We have 3 groups, and in each group we have 4 – 4 – 3 subjects, randomly attributed, and 3 different interventions for each group.
We perform a pre-evaluation and a post evaluation after 6 weeks of intervention.
We have severals dependant variables.
As Laerd statistics advise us with the statistical selector we used a Two-way mixed Anova. We have some concern about our statistical power due to the small sample size in each group.
We would like to see group differences, but also if possible, associations & correlation. Is a Two-Way Mixed Anova the right test or Linear Regression is a better one ? Or neither ?
Thank you everyone
William Rose 2022년 8월 15일
@John Doe, You're welcome. Thank you for your kind comment.
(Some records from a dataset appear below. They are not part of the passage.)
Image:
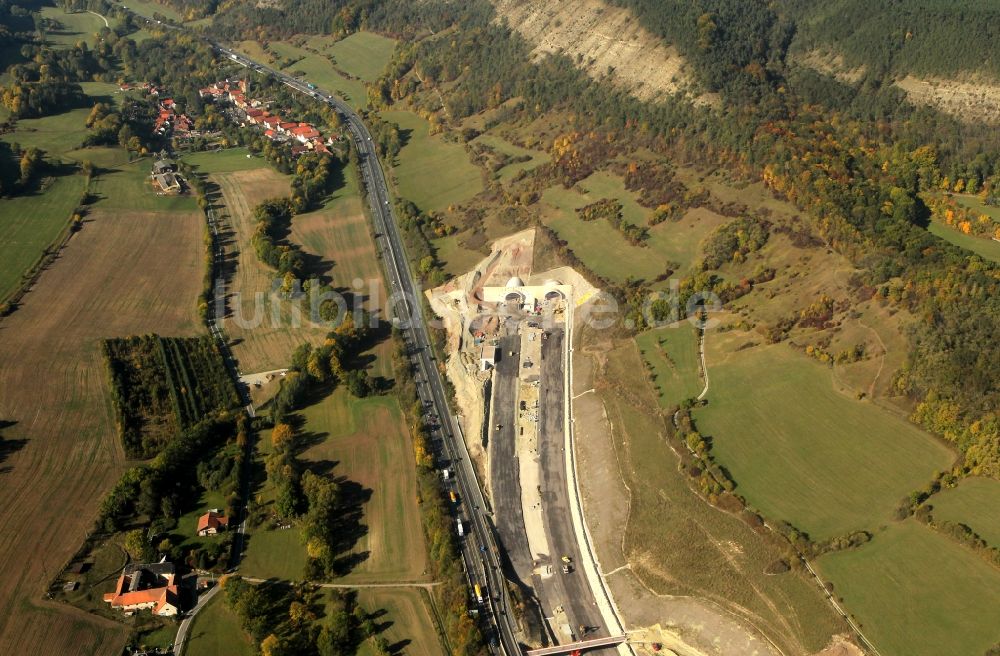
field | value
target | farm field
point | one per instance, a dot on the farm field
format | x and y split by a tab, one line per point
672	354
986	248
55	134
29	224
671	244
457	259
127	187
362	54
501	145
107	282
799	451
366	442
430	171
315	68
257	322
411	630
676	545
77	26
975	503
147	8
339	234
917	593
216	630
To determine if treatment 1 is better than treatment 2 or treatment 3, proceed in two steps.
Step 1. Test if treatments 2 and 3 are comparable. If they are comparable (more on that below), then combine groups 2 and 3, and proceed to step 2A. If treatments 2 and 3 are not comparable, proceed to step 2B.
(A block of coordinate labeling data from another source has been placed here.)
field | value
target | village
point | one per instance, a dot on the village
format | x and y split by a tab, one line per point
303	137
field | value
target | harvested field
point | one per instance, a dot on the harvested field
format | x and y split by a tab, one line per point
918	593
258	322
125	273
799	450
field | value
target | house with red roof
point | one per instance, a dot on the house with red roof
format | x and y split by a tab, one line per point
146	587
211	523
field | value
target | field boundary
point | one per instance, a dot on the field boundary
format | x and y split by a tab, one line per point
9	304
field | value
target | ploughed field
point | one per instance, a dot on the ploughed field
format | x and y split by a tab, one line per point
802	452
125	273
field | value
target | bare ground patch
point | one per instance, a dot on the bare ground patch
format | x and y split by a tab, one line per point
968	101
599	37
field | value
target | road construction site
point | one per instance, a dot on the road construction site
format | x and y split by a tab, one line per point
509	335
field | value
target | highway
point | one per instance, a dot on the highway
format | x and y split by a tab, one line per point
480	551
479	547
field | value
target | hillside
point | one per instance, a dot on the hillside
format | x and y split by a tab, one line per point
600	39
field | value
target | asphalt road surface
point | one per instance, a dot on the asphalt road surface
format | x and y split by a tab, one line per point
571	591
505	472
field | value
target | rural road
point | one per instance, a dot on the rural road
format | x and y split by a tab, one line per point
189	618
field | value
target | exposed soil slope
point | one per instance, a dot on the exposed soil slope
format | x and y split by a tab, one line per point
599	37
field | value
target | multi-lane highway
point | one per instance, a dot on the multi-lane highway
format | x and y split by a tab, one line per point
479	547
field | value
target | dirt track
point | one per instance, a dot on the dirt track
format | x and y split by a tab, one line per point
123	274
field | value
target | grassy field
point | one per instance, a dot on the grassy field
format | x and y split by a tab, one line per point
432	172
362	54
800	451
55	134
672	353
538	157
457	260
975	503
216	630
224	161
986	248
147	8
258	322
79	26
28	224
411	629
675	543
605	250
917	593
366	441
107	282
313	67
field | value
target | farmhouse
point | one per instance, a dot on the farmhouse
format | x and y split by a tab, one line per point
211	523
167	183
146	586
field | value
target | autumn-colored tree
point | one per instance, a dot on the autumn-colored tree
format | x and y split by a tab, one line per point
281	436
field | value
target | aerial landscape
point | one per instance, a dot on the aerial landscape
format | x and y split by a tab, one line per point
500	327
Step 2A: One-sided test performed on the pre-to-post change in score. The null hypothesis is H0: The change in score with Treatment 1 is less than or equal to the change with combined treatment 2 or 3 (which are combined into a single group). You will have a better chance of detecting that Treatment 1 is superior if you use the ones-sided test, since the critical value for rejecting H0 is lower with a 1-sided test. Matlab's t test uses Welch's version of the t test by default, which is good, since it does not depend on equal variances. See here for more on the benefits of Welch's t test.
Step 2B: Do a one-sided test on the change in scores in group 1 versus group 2. The null hypothesis is H0: The change in scores is the same for treatments 1 and 2. Do a one-sided test on group 1 versus group 3, with an analogous null hypothesis.
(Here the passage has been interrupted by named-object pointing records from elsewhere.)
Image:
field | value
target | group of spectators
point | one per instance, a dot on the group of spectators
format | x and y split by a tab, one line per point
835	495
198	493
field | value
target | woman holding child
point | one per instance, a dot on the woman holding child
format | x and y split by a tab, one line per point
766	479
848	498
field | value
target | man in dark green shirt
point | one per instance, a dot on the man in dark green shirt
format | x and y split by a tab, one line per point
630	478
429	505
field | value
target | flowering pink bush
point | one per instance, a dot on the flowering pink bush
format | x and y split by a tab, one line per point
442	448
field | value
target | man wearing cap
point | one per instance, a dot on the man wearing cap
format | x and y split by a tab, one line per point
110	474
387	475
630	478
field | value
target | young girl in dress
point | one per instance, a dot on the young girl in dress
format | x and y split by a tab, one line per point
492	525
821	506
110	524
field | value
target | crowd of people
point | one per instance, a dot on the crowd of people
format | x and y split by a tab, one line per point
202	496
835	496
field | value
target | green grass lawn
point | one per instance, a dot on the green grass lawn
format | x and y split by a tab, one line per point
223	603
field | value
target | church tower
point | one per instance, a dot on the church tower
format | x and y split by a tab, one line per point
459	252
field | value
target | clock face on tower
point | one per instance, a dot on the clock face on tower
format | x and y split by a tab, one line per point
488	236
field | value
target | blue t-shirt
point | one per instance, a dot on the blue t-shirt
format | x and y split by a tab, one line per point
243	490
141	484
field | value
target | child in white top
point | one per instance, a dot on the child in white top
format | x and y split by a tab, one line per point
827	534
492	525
Now let's return to step 1, deciding if groups 2 and 3 produce comparable results. If we fail to combine groups that are in fact similar (let's call this error A), we will lose power to detect potential superiority of treatment 1, because the numbers in groups 2 and 3 are very low. If we combine groups that are in fact not similar (error B), we will lose power, because the variance of the combined group will be high, and this high variance will make it harder to detect potential superiority of treatment 1. We don't want to make error A or error B. Therefore it is not obvious which null hypotheses is preferable, when testing the equality of groups 2 and 3. We can go with H0a: Groups 2 and 3 are the same. With this null hypothesis, we are unlikely to make error A, because we will only split groups 2 and 3 if there is strong evidence that they are unequal. Or we can go with H0b: Groups 2 and 3 are not the same. With H0b, we are unlikely to make error B, because we will only combine groups if there is strong evidence that they are equal. You will have to decide which null hypothesis you prefer. If you choose H0a, then use a two-sided Welch's t test, discussed above, applied to the change in scores in group 2 versus group 3. If you choose H0b, then use two one-sided tests (TOST), described here (2800 citations!). An advantage of H0a compared to H0b is that with H0a, you do not have to choose a "range of equivalence" or justify that choice, like you have to do with TOST.
The small sample sizes in this study, n=4, 4, 3 for the groups, makes me suspect that no matter how you test, you will be hard-pressed to find significance, at least if you deal in a proper way with the multiple comparisons problem associated with 15-20 dependent variables.